On September 4, 2011, Brown was waived by Carolina after recording 6 sacks in two seasons.

===San Diego Chargers===
Brown signed with the San Diego Chargers on November 1, 2011. He was released on March 13, 2012.

===Detroit Lions===
Brown signed with the Detroit Lions on March 22, 2012.

===Philadelphia Eagles===
Brown signed with the Philadelphia Eagles on January 2, 2013. He was released on August 30, 2013.

===Dallas Cowboys===
Brown signed with the Dallas Cowboys on October 29, 2013. In his first game for the Cowboys five days later, he registered a sack on Minnesota Vikings's quarterback Christian Ponder in the Cowboys' 27-23 victory.

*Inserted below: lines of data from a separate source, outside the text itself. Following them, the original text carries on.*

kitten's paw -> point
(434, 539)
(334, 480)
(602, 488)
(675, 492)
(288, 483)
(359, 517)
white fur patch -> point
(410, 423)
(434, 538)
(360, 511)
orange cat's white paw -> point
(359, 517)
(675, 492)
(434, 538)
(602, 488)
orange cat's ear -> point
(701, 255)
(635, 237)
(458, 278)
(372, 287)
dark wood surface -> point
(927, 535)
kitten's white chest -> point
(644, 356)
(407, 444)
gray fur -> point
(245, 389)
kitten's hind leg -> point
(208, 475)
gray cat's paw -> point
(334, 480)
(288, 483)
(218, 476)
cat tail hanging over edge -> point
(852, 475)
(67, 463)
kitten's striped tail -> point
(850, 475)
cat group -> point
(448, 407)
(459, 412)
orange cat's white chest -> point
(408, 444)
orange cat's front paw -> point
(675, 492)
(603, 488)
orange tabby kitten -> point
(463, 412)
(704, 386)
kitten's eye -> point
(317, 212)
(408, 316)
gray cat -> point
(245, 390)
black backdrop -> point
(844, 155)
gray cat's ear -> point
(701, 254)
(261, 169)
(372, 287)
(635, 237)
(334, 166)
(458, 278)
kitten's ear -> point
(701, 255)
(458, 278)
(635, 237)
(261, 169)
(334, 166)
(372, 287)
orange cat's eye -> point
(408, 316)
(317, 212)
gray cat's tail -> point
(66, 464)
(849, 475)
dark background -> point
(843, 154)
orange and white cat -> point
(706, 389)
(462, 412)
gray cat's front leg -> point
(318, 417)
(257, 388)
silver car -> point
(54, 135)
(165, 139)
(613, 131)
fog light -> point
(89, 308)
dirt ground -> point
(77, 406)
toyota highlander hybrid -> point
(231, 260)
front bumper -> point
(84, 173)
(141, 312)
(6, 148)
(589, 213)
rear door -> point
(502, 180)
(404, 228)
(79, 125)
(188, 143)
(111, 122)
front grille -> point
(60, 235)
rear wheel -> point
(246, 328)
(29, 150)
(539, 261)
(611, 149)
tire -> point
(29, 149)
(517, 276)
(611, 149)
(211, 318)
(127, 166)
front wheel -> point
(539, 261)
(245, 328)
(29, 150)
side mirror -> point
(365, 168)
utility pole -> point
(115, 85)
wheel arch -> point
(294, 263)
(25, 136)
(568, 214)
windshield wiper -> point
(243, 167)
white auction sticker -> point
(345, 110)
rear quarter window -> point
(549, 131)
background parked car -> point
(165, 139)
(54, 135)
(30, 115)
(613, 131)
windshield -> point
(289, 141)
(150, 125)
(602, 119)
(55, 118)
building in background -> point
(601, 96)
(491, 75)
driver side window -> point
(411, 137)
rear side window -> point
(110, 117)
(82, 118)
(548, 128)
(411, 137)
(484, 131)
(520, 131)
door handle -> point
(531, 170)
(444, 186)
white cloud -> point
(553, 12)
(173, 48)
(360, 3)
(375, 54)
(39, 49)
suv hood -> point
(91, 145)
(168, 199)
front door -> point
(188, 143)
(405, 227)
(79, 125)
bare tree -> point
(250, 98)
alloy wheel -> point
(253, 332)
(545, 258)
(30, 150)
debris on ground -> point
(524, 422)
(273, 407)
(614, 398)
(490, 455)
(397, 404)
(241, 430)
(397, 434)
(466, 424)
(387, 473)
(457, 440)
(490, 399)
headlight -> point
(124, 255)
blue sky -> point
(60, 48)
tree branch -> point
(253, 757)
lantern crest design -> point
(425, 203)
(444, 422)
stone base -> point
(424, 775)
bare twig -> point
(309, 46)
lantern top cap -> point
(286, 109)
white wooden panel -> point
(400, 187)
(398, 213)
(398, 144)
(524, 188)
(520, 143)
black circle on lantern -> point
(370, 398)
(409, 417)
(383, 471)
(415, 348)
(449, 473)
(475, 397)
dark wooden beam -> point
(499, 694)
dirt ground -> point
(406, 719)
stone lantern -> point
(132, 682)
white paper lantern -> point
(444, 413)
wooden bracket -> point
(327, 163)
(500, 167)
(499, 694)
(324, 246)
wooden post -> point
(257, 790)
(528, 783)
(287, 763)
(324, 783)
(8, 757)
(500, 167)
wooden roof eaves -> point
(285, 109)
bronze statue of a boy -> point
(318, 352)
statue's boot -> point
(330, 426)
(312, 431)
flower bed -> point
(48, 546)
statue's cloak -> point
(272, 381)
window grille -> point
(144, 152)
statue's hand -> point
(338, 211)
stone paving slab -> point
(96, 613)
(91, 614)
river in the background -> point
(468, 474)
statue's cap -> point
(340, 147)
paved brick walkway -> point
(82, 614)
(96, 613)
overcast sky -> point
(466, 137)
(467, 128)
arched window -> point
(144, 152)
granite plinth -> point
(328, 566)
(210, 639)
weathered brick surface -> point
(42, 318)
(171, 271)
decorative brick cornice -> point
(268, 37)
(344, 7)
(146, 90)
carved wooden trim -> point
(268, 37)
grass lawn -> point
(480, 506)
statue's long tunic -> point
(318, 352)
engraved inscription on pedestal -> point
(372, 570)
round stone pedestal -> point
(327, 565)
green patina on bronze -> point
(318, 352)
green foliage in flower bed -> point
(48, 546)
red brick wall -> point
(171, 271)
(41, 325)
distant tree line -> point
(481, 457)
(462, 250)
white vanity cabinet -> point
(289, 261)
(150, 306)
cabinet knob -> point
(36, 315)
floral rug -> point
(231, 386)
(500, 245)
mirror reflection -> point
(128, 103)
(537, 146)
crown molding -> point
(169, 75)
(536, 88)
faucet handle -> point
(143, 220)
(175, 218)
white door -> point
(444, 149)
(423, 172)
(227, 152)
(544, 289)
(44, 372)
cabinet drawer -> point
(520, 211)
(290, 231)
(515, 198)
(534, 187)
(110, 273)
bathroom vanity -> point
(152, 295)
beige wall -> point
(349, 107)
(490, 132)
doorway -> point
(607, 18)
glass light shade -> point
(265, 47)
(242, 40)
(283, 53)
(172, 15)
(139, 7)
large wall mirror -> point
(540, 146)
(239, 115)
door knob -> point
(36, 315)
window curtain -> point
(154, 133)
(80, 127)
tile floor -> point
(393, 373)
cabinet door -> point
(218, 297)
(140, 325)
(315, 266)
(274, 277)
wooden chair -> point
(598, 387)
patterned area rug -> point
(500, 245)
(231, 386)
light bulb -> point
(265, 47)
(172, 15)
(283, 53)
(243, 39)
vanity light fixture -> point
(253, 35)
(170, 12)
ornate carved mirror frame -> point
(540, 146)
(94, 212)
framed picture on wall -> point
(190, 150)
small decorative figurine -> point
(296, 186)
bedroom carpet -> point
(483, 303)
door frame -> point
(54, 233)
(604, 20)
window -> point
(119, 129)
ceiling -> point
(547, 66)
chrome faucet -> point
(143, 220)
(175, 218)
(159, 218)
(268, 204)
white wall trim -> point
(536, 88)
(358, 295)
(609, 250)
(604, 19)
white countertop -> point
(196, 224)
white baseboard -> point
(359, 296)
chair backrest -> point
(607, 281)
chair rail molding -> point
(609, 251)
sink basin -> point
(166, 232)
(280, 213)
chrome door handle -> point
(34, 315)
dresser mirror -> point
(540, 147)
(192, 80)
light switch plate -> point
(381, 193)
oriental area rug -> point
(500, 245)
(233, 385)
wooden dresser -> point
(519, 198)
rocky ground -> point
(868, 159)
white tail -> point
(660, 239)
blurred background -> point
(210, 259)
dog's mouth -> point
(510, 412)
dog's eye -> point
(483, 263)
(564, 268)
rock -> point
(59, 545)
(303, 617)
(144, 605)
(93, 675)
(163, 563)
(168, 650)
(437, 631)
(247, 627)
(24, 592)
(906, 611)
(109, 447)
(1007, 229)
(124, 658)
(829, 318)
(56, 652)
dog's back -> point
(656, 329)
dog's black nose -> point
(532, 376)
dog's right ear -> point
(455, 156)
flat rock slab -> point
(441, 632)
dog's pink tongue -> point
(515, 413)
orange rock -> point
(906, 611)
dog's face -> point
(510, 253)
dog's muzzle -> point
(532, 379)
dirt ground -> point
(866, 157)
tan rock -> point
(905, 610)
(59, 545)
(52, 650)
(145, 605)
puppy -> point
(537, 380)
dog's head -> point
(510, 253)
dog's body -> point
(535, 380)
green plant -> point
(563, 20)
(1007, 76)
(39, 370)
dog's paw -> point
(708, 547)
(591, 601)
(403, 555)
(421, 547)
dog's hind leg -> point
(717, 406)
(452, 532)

Brown was released by the Cowboys on February 28, 2014.

===Washington Redskins===
Brown signed with the Washington Redskins on July 28, 2014, their fifth day of training camp, after releasing outside linebacker Brandon Jenkins. The Redskins released him on August 30, 2014, for final roster cuts before the start of the 2014 season. He was re-signed on October 21, 2014, after a season-ending injury to Brian Orakpo, but was released on December 9, 2014.

===Cleveland Browns===
On August 16, 2015, Everette signed with the Cleveland Browns. On August 31, 2015, he was released by the Browns.

==Coaching career==
===Carolina Panthers===
On February 8, 2019, Brown was hired by the Carolina Panthers as an assistant linebackers coach.

==Personal life==
Brown was born in Stantonsburg, North Carolina, a small town with a current population of 706. During his time at Florida State, he volunteered at various schools and spoke at campaigns designed to warn children about the ill effects of tobacco.